Trois ans plus tard, en 1978, Xavier Grall publie Le Cheval Couché, une réponse frontale et poétique, profondément critique, dénonçant une certaine résignation culturelle. Ces deux livres, devenus emblématiques, incarnent deux visions contrastées de la Bretagne.
Retour sur un duel littéraire aussi breton que passionné.
Per-Jakez Hélias : le chantre de la Bretagne paysanne
Per-Jakez Hélias (1914-1995) est une figure centrale de la culture bretonne. Originaire de Pouldreuzig, dans le Finistère, il est à la fois écrivain, conteur, homme de théâtre et militant de la langue bretonne.
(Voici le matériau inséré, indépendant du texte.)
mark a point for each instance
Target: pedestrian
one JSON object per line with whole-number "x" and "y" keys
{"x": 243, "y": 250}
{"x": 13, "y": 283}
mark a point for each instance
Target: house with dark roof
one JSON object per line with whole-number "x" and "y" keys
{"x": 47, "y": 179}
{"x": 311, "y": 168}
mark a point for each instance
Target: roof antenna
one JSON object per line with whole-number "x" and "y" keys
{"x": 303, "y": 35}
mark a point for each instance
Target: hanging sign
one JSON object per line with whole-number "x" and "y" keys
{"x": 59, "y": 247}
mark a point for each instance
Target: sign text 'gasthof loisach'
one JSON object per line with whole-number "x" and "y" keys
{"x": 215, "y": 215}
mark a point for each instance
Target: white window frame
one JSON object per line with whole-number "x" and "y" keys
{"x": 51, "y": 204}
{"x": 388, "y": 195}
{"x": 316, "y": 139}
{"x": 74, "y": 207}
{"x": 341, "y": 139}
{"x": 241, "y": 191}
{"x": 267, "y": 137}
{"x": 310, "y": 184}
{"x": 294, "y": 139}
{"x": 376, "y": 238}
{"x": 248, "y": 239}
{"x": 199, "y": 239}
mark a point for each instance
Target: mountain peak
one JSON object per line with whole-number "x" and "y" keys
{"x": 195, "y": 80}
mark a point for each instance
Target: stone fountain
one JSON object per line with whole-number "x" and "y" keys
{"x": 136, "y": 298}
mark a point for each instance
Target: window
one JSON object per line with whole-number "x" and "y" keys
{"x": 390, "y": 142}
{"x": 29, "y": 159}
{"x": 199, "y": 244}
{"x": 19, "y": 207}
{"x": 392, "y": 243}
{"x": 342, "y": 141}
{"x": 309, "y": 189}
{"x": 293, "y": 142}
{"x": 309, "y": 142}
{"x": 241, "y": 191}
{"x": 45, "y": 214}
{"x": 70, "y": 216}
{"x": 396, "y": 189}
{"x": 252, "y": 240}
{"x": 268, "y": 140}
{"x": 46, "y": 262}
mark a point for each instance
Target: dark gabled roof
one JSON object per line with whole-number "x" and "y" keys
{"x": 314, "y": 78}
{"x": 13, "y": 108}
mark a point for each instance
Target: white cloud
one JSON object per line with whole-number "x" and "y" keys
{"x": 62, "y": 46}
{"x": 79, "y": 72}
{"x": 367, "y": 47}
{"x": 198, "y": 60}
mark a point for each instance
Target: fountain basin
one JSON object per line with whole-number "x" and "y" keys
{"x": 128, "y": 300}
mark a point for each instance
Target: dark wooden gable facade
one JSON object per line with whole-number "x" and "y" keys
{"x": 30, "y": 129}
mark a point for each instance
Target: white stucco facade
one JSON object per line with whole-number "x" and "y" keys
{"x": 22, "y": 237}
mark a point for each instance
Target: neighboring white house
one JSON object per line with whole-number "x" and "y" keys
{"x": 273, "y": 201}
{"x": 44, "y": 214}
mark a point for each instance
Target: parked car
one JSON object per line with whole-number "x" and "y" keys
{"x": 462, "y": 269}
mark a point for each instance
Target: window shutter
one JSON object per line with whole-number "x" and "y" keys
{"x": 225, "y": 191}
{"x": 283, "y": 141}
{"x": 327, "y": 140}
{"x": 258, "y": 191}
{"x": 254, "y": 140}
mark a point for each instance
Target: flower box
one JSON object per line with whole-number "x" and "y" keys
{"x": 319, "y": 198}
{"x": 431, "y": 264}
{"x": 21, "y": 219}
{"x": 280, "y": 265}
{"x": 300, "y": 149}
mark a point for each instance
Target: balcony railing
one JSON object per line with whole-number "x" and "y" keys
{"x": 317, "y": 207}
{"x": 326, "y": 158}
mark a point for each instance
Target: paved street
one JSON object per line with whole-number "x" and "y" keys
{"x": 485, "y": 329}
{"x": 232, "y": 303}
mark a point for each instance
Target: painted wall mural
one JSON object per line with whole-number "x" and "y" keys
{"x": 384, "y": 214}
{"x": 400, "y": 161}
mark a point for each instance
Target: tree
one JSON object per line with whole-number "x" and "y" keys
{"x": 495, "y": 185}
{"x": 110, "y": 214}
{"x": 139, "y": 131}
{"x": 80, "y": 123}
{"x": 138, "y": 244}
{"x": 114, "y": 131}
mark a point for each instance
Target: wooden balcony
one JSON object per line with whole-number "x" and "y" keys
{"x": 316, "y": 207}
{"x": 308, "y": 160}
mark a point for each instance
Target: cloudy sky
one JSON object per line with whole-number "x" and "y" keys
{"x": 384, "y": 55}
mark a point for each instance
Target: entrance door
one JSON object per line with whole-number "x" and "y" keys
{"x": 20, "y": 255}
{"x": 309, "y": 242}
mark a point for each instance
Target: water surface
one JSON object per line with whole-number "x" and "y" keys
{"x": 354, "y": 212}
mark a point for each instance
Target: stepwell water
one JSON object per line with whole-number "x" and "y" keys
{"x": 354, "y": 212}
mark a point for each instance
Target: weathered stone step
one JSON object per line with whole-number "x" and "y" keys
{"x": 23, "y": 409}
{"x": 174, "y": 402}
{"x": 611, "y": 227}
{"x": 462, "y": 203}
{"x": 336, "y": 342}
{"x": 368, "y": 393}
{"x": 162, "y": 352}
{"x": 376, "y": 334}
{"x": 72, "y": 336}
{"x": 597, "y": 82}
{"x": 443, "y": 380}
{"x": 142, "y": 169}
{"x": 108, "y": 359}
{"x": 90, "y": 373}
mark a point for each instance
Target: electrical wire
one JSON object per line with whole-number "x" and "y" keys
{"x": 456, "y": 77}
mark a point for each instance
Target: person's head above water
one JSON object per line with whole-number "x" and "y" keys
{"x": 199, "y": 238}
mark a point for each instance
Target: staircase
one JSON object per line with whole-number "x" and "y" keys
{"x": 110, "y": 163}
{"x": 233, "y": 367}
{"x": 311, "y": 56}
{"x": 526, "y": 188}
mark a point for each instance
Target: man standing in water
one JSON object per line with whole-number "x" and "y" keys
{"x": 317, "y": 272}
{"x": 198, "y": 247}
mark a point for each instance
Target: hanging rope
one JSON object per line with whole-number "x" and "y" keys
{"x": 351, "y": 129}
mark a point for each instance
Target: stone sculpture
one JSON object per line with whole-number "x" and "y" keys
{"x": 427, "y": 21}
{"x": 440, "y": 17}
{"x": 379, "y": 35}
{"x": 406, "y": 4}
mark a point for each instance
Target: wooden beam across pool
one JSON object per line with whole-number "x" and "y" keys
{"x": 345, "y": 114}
Son œuvre est marquée par une volonté de transmettre l’héritage d’un monde rural en voie de disparition, avec tendresse, précision et sens du détail.
Paru en 1975, Le Cheval d’Orgueil est un récit autobiographique qui décrit son enfance dans la Basse-Bretagne de l’entre-deux-guerres. Ce livre devenu culte est un témoignage puissant de la Bretagne brittophone, ancrée dans le catholicisme, le travail de la terre, la langue bretonne et les traditions séculaires. Il met en lumière l’attachement viscéral d’un peuple à sa terre et à sa dignité, malgré la pauvreté et les souffrances.

Xavier Grall : le poète insurgé de l’âme bretonne
Xavier Grall (1930-1981), originaire de Landivizio, est journaliste, poète, romancier et militant indépendantiste breton. Marqué par l’exil et le retour au pays, il incarne une Bretagne insurgée, mystique et fiévreuse. Collaborateur au journal La Vie, il s’engage ensuite dans la défense de la cause bretonne aux côtés de Glenmor et Alan Stivell, notamment à travers les pages de La Nation bretonne.
Le Cheval Couché est une charge littéraire intense contre ce qu’il considère comme une Bretagne courbée, soumise et résignée. Il vise directement Le Cheval d’Orgueil, qu’il qualifie de « livre de domestiqué ». Pour Xavier Grall, la Bretagne de Per-Jakez Hélias, trop respectueuse de l’ordre établi, trop catholique, trop silencieuse, oublie la colère, l’élan, la révolte. Il appelle de ses vœux une Bretagne debout, poétique, indomptable.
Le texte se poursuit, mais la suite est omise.